Monday, February 09, 2009


Here's another piece that I started writing in Goa. It's incomplete, but I need to post something:

I saw a puppy playing on the beach this afternoon. He was adorable, especially when he discovered a tiny red ball, about the size of a grape. His look of curiosity, then, when he picked it up carefully with his tiny teeth, his look of jealous possession, reminded me of a little child. His master ran after him, finally caught up and took away the ball, and scolded the mischievous boy, who put his head down onto the sand with eyes pleading for forgiveness.

Tonight, as I sit at my beach shack, sharing a beer and stories with other travelers, my attention turns to another dog, an older one sleeping a few feet away. He's got it all, the lazy bugger, with no worries: a place to sleep, plenty of food judging by his size, and lots of friends at nearby shacks. Then, he does something that makes me wonder just how far apart animals and humans really are.

Every night at around 9, when the sky is finally dark, fireworks signal a party somewhere down the beach.
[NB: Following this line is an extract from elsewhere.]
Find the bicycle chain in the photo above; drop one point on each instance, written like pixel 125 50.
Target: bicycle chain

Tonight, I see the dog at my feet waking up to watch the exploding display, just like his human companions. He doesn't look scared or confused. He seems to enjoy the show. He sits up erect, eyes wide open, and as a rocket trails up into the air, he leans forward, expecting the explosion. When the rocket does explode, he sits back, his eyes saying "ooh" along with his human companions.

Any pet owner will tell you that animals have emotions. Maybe not as many as we have, maybe not as complex as ours are, maybe without the ability to express them as clearly as we do, but they are real. Can a cat or dog truly love somebody or apologize for a transgression? I think yes.

Anyone who has observed humans can tell you that we act on our basic, animal instincts more often than not. Just the other day, I paused to watch children playing in front of a school. Two boys got into some sort of argument (I couldn't hear or understand what it might have been about), and each grabbed the other by the throat. And they just stood there at arm's length, holding on tight, staring the other down without a word. And I thought, how similar are their eyes and expressions to two animals squaring off?

Surely humans are different from animals. But what happens when humans are treated like animals? 

On our campus, there is a lot of construction taking place. Every day I walk past the future gym, which is rising fast. The construction site, like everything else here, is on the side of a hill, so there are no easy roads to bring in materials. Which is why, from the road to the site, there is a path on which donkeys haul stone and sand all day long. You wouldn't want to walk up that steep path, covered in animal waste and beaten down by hooves. Thing is, there are plenty of men walking up that path, men with loads of brick strapped to their backs. Walking at the same pace and doing the job as the donkeys. All day long they go up and down, to the point of exhaustion, back and forth. The only difference between man and beast is that no one yells and wields a stick when the men slow down.

People wonder how the pyramids and other wonders of the world were built before the advent of heavy machinery. The answer is simple. Take a massive number of poor people, enslave them (or pay them a pittance, what's the difference), and make them work.

On another construction site, I've seen men squatting on the road, hammer in hand, breaking up large stones into smaller ones. All day long. And on another, men and women mixing sand into cement and carrying it up a path on their heads. 

Maybe when they go home at night (which is often a plastic-roofed shack on the construction site), these people laugh and talk about the future and have the same look of wonder that I saw on the dogs' faces at the beach. But at work, during the day in the sun, there is very little to separate them from beasts of burden.